Unlike the early warning system, there wasn’t a binary classification layer in this use case. There were various faults that they wanted the system to be able to identify, so that they could direct the right resources to fix them.
A binary classification system which categorised images as working or faulty wouldn’t have provided them this level of detail.
As such the system was mainly focused on object detection for identifying various objects and the faults in the images.
Data Collection
As explained earlier, one of the key enablers for developing the solution was the huge number of images that the NWASH portal already contained. While these images were labelled incorrectly, the existence of the images themselves was a strong body of data that could be used to train the system to identify the faults and label the images correctly.
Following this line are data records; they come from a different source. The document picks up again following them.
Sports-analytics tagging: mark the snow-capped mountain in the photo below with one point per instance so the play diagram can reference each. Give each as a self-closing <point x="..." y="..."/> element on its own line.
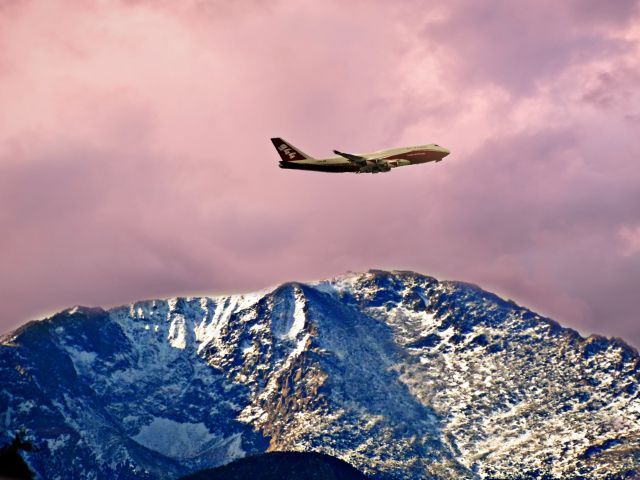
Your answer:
<point x="399" y="374"/>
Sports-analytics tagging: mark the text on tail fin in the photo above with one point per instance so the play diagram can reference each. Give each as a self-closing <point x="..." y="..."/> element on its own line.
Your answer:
<point x="287" y="152"/>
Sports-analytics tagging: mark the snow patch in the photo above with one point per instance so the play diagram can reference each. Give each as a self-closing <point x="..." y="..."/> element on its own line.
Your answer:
<point x="178" y="332"/>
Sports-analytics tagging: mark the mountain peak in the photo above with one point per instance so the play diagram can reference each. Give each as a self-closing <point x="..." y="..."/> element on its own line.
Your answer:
<point x="397" y="373"/>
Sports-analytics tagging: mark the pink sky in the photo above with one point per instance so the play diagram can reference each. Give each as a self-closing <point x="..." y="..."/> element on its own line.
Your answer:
<point x="135" y="159"/>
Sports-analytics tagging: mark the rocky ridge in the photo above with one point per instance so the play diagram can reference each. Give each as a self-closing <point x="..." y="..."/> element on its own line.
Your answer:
<point x="399" y="374"/>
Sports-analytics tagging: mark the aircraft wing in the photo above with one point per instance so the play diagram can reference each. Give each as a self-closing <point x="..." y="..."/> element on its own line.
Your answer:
<point x="358" y="160"/>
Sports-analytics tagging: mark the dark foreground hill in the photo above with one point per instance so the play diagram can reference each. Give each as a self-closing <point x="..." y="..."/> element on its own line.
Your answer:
<point x="282" y="466"/>
<point x="399" y="374"/>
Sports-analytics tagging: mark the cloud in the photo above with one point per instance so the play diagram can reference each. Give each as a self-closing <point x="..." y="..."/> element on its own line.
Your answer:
<point x="135" y="158"/>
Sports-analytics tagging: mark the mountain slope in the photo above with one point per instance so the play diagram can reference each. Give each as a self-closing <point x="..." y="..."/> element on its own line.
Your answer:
<point x="282" y="466"/>
<point x="397" y="373"/>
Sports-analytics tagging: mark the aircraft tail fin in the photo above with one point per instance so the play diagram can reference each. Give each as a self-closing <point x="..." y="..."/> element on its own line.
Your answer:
<point x="287" y="152"/>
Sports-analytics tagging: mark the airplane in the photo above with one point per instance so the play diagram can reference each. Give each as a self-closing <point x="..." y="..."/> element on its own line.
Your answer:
<point x="376" y="162"/>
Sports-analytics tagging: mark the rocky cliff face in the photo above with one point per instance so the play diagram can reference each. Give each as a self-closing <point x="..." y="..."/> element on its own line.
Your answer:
<point x="399" y="374"/>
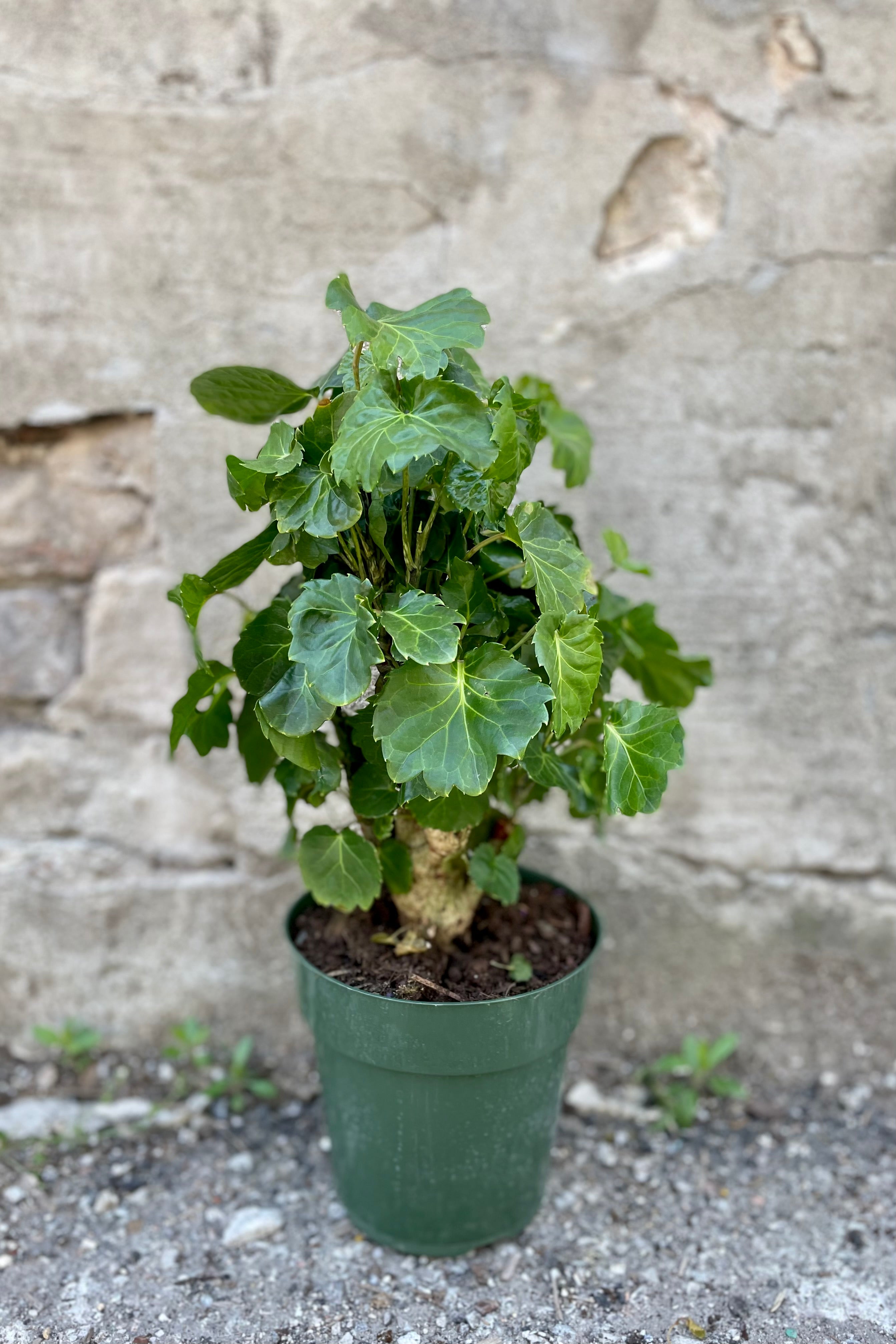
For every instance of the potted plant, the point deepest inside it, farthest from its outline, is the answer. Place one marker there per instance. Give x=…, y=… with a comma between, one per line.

Some real-world challenges were observed during the project:
The first challenge we encountered was scoping the data collection required to develop a model capable of achieving specific benchmarks, such as a predetermined level of accuracy. Real-world scenarios are inherently complex, necessitating careful consideration of various factors relevant to the prediction task at hand.
The second challenge stemmed from the quality and consistency of the images. Issues included object orientations, image noise (e.g. unwanted objects), and object size (often too small for effective visualisation). These factors presented significant obstacles as conventional approaches struggled to adapt to the complexities of real-world situations. For instance, classification algorithms faltered in the presence of image noise, while dimensional analysis necessitated well-oriented photographs devoid of obstructions. Moreover, the lack of uniformity among WASH objects across various projects posed additional difficulties. For example, if there were 10 different types of taps across all projects, each sample had to be incorporated into the training process. Consequently, any new sample would inherently be deemed an outlier. Until the Minimum Viable Product (MVP) was extensively utilised, identifying outliers within the dataset remained challenging.
Training
The team took a supervised learning approach, where they randomly selected a sample from the data. They then worked with a WASH expert who manually looked through the images and identified specific faults in the infrastructure, adding correct labels to the images. Leveraging the knowledge of the expert allows you to create a training set which identifies the aspects of images which you are most interested in identifying. In this case, the expert could put more weight on those faults which were most important from a resource allocation perspective, and less weight on those that weren’t.
Accordingly, supervised learning was the right approach in this context. If they had set out to create an unsupervised model, which was able to identify every distinct object in the image, they would have numerous useless labels which didn’t identify what they were interested in. By taking a supervised learning approach they could create a simplified model, which was only identifying relevant objects within the image.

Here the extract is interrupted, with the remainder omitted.